American car buyers paid 3.4 percent more for new vehicles last month compared with last year, partly because buyers are choosing more high-end vehicles, Kelley Blue Book revealed in a report March 11.
“That’s a more significant increase than we’re used to seeing,” Sean Tucker at Kelley Blue Book said.
Over the past three years, the price of new cars has climbed nearly 1 percent on average every month, the auto industry research company reported.
The higher average price—hitting $51,440 for a new car in February—was attributed to a combination of high tariffs, manufacturers canceling inexpensive models, and U.S. buyers choosing more luxurious cars, Kelley Blue Book concluded.

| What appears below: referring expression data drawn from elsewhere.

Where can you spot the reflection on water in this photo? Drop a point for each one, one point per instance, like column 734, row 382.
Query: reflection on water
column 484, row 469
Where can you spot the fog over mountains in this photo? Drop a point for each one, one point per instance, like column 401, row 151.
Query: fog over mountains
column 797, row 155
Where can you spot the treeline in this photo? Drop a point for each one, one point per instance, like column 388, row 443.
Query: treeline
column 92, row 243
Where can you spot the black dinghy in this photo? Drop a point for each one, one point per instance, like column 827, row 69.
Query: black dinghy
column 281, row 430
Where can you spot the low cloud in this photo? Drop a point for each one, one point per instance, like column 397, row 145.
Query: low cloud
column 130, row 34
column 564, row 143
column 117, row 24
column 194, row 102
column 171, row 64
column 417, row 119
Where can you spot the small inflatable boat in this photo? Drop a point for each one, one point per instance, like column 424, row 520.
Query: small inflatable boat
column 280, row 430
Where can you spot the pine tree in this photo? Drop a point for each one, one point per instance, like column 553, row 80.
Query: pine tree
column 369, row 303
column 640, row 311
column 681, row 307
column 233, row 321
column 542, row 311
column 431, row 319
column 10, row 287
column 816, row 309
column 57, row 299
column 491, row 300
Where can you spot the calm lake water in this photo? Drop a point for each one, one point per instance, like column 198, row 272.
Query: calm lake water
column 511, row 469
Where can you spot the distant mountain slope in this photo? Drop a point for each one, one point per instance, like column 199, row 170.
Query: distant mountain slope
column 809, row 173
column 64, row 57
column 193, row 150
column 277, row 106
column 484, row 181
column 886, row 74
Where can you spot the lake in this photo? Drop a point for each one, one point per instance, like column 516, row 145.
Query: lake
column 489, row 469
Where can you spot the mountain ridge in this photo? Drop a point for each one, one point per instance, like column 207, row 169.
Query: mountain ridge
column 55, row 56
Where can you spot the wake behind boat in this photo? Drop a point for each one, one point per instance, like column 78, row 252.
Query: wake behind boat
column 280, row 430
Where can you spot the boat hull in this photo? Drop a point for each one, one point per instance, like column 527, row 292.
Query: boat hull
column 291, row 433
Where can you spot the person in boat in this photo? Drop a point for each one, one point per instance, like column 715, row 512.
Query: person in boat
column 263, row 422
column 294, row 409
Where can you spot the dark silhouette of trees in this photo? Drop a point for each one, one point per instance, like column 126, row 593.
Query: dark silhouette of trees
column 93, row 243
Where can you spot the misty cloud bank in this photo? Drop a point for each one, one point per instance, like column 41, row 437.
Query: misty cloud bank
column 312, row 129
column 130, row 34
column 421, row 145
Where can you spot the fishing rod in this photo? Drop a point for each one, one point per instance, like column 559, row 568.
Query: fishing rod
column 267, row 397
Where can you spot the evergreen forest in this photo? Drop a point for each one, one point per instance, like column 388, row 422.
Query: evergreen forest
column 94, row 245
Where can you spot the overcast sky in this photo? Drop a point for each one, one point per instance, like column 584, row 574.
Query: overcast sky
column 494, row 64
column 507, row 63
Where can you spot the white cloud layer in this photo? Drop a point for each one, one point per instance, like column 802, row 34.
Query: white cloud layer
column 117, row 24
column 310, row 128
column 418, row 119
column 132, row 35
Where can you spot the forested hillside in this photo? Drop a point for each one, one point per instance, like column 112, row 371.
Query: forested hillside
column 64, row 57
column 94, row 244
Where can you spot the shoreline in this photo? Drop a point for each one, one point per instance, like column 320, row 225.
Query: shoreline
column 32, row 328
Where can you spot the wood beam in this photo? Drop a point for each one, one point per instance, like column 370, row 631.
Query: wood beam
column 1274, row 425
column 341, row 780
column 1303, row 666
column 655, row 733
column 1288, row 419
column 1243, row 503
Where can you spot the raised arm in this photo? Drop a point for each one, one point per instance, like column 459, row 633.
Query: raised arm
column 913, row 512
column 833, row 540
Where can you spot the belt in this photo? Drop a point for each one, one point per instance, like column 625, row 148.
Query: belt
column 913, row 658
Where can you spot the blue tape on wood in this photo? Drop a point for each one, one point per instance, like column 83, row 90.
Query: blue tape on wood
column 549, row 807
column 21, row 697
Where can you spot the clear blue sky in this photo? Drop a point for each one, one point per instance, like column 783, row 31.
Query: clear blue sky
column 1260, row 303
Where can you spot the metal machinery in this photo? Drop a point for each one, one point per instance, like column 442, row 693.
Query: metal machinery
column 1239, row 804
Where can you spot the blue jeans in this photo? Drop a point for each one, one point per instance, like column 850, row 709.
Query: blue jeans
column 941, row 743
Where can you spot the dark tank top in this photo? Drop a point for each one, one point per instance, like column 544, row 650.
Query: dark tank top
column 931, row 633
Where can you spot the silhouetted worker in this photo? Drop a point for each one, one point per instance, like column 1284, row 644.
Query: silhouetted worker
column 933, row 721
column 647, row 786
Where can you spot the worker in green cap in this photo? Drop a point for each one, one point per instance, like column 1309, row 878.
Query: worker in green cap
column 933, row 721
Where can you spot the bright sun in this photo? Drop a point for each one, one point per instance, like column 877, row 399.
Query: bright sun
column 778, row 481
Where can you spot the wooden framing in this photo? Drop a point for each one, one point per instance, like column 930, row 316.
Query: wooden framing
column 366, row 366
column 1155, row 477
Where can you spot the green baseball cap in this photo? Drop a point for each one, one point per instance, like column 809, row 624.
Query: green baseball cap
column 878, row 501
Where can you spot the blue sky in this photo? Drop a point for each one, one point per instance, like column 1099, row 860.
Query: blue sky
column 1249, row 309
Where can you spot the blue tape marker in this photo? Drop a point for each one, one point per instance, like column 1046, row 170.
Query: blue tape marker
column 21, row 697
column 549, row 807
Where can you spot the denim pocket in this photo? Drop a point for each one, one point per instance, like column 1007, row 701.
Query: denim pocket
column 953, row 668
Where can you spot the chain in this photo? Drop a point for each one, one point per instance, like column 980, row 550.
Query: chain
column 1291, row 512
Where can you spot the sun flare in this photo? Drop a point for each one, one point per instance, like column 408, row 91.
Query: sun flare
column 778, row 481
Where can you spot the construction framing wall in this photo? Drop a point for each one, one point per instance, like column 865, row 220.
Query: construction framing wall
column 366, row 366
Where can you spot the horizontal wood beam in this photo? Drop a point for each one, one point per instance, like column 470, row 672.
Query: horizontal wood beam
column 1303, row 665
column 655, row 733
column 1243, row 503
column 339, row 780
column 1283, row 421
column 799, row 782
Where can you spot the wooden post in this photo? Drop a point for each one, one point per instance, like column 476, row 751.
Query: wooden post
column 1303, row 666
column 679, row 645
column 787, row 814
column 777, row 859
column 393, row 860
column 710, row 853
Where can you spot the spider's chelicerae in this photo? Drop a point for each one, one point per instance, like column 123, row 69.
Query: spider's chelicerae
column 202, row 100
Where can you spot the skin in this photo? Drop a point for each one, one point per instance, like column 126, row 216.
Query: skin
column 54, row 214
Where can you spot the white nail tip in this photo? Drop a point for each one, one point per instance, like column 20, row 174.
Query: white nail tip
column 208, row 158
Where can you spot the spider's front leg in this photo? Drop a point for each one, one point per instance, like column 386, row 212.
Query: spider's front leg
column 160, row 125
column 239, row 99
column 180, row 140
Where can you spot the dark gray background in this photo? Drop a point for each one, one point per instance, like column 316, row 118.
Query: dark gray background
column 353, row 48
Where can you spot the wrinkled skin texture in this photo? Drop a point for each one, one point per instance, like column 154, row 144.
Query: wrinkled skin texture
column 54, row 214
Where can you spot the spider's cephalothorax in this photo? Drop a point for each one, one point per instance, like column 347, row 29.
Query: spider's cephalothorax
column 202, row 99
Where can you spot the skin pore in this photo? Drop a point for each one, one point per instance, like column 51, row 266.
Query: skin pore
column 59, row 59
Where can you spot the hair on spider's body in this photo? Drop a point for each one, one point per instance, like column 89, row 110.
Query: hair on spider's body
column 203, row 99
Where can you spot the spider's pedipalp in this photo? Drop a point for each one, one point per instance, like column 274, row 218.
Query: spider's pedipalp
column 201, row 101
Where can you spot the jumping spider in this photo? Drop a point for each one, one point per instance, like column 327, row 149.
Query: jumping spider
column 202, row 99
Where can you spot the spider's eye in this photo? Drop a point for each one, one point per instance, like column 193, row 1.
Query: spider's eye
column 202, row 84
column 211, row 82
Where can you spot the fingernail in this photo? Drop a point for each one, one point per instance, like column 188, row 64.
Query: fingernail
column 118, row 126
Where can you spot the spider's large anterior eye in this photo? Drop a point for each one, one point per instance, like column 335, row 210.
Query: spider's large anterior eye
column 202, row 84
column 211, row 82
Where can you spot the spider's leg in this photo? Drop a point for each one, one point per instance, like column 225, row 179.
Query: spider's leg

Midsize SUVs were still America’s best-selling vehicles last month, selling at an average price of $50,148.
Coming in second were compact SUVs, which sold for an average of $36,807, according to the report.
Full-size trucks sold for $66,157, also impacting the final average price.
“Remove expensive full-size pickups, and the average is closer to $39,000, which tells a very different affordability story,” said Erin Keating, executive analyst for Kelly Blue Book’s parent company Cox Automotive.
EV Prices Dropping
The average price of electric vehicles (EVs) is headed in the opposite direction, hitting $55,300—1.4 percent lower than a year ago—as demand for the once-hot market started to diminish last year.
The loss of the federal $7,500 tax credit in September 2025 forced a price drop for nearly all models, except Teslas, and prompted some manufacturers to discontinue producing EVs in the United States.
The average EV buyer received a 14.2 percent discount from the sticker price, according to Kelley Blue Book.
This year, new EV sales dipped, but demand for used models strengthened.

A Tesla Model Y is displayed at the AI+Expo Special Competitive Studies Project in Washington on June 2, 2025. Outside China, EV demand was uneven—rising where subsidies and rules spurred buyers and falling where they did not. (Madalina Vasiliu/The Epoch Times)
In January, the number of new EVs sold was down nearly 30 percent from a year earlier and down 20.4 percent from December, according to Cox Automotive. The EV share of total new-vehicle units sold was 6 percent.
In the used EV market, however, units sold rose 21.2 percent in January compared with the year before, and nearly 21 percent from December, Cox Automotive reported.
Vehicle Sales Expected to Rise
Overall, February auto sales in the United States are expected to rebound from a slow January, reaching about 1.19 million units, but new vehicle sales should remain moderate, according to S&P Global Mobility.
“We expect that auto sales in February should thaw somewhat from the chilly January 2026 result but remain modest, with volume for the month below the year-go period,” said Chris Hopson, manager of North American light vehicle sales forecasting for S&P Global. Mobility.
The projected 6-percent increase from January’s sales would be one of the smallest growth rates of the past decade. Hopson attributed the slower growth to affordability issues faced by consumers.